Wednesday, 4 May 2011

4 years

I have a feeling the next four years will be a good time to be rich.  Four years of a Harper majority.  Four years of a stranglehold on truth and transparency.  Four years of bigger prisons, more fighter jets and spiraling costs to fund them.  Four years in which the poor will get even poorer and the rich even richer.  I just read this morning that the gap between rich and poor has never been greater.  What will it look like in Canada by 2015?

On the positive side, Jack Layton's voice will be heard more clearly now that he is the leader of the opposition.

I hope that the Liberal party will re-invent itself ... perhaps as a coalition with the NDP ... the only reason Harper and his Tories get anywhere is because of vote splitting.  I am not in favour of a two party system ... but a multi-party system only works when there is proportional representation ... and that is not likely to come about under a Harper majority government.

I will be just about 75 years old when I next vote in a federal election.  I sure hope that Canada and I survive till then ... and that all the people who did not support Harper this election have figured out how best to defeat the man.

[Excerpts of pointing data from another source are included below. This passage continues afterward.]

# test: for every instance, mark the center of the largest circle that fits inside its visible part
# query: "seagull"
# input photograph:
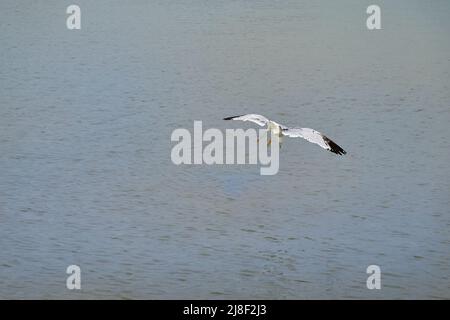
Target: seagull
(279, 130)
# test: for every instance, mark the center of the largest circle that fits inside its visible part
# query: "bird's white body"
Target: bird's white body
(279, 130)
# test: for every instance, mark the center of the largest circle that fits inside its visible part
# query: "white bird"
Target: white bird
(277, 129)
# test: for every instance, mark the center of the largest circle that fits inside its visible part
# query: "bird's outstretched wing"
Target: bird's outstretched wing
(315, 137)
(256, 118)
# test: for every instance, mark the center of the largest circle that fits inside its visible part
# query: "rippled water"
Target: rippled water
(85, 170)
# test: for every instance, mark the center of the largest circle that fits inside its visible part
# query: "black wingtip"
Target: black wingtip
(334, 147)
(231, 118)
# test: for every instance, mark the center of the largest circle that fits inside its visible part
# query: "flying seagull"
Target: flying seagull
(277, 129)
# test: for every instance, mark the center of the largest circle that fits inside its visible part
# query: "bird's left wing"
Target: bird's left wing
(256, 118)
(315, 137)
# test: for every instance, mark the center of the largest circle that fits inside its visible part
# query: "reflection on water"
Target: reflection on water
(86, 176)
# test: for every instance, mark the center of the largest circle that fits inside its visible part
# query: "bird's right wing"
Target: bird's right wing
(315, 137)
(256, 118)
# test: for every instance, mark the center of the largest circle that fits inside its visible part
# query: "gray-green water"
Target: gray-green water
(85, 170)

I wish I believed in miracles ... and that I could hope that Harper would acquire some humility and  the ability to govern graciously rather than with an iron hand.  I wish he would become a better prime minister, one I could respect.  But miracles are not too common these days, so my only realistic hope is that the other parties will figure out how to stop him from gaining another majority in four years ... or that they teach Canadians how important it is to choose proportional representation and demand it; that it become one of the major planks in an opposition platform; that whoever wins the next election will be forced to put real democracy to a referendum.

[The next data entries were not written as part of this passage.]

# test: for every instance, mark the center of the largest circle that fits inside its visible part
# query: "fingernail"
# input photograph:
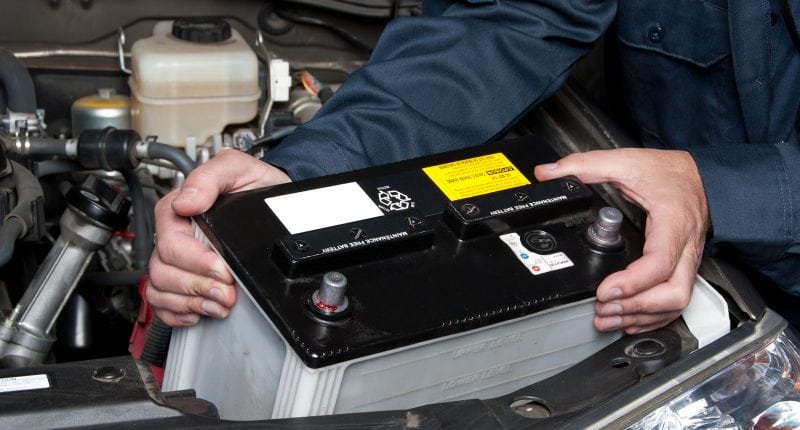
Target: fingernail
(217, 276)
(187, 193)
(217, 294)
(188, 319)
(213, 309)
(611, 323)
(612, 309)
(612, 294)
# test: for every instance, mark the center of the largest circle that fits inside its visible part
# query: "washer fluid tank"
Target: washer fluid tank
(190, 79)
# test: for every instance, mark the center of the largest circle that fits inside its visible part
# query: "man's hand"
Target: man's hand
(653, 290)
(186, 278)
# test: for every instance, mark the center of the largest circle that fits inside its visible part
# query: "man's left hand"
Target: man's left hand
(653, 290)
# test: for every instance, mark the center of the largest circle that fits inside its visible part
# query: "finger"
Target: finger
(178, 247)
(173, 319)
(184, 304)
(663, 250)
(228, 171)
(590, 167)
(170, 279)
(672, 295)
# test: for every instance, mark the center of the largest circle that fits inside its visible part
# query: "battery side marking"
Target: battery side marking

My riding (Pontiac) ousted its Tory minister, Laurence Cannon, by the way, and we have a New Democrat in his place.  It happened because of a grassroots swell of concern that translated into intelligent voting.  I was a little worried because people were being advised to vote strategically but it was a toss-up whether to vote NDP, Liberal or Bloc.  The Bloc had stood second last time.  Liberal, Cindy Duncan MacMillan,  is a respected farmer in the area and concerned about community issues.  Mathieu Ravignat was new to electoral politics but the NDP was gaining strength in Quebec..  What to do?  What to do?  Eventually I voted with my heart and voted for the NDP ... and was lucky that so many others made the same choice for either heartfelt or strategic reasons..

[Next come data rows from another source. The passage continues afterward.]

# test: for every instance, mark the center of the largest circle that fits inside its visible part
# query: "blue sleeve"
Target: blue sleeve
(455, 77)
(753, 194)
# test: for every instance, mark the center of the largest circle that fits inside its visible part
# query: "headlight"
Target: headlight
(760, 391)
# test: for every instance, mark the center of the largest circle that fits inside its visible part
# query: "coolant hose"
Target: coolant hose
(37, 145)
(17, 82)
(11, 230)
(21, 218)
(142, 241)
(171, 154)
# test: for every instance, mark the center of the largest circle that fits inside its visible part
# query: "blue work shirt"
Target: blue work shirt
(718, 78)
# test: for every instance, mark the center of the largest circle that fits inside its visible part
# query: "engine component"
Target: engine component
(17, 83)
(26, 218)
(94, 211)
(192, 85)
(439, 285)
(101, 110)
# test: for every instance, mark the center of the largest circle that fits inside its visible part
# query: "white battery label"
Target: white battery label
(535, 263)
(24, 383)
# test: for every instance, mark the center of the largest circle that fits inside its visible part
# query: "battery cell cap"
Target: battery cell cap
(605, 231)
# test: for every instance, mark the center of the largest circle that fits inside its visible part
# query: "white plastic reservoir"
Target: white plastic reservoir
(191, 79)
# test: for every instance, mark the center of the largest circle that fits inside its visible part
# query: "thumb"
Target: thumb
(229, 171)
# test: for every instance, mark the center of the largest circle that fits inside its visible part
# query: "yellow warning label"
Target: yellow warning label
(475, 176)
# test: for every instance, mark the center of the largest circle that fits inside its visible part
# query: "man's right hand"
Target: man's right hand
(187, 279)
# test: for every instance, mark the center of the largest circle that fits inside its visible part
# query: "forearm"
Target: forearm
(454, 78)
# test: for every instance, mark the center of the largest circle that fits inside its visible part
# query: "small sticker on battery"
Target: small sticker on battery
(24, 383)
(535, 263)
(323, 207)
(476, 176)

In non-electoral news, life continues to be good.  Kenya and Remi are having a ball together, romping and wrestling for hours every day.  I am getting used to my new car but am horrified by its gas mileage.  And I still fear backing up.  And there are all still all those buttons I am afraid to push.  My buddy and I are splitting our lives between two places and learning to adjust to the vagaries implicit in a new relationship.  Laughter helps smooth out rough edges.  The dogs are delighted he is part of my life because they have an extra pair of hands to pat them.  I started teaching Andre this week and the first session went well.  Today I will be working with Azra and Pauline ... just three lessons left.  I will miss them, but I will also be glad to be back to one session per week.

So ... I think I will simply bury my head in dogs, paint pots, teaching, and clouds for the next four years, and forget politics until 2015.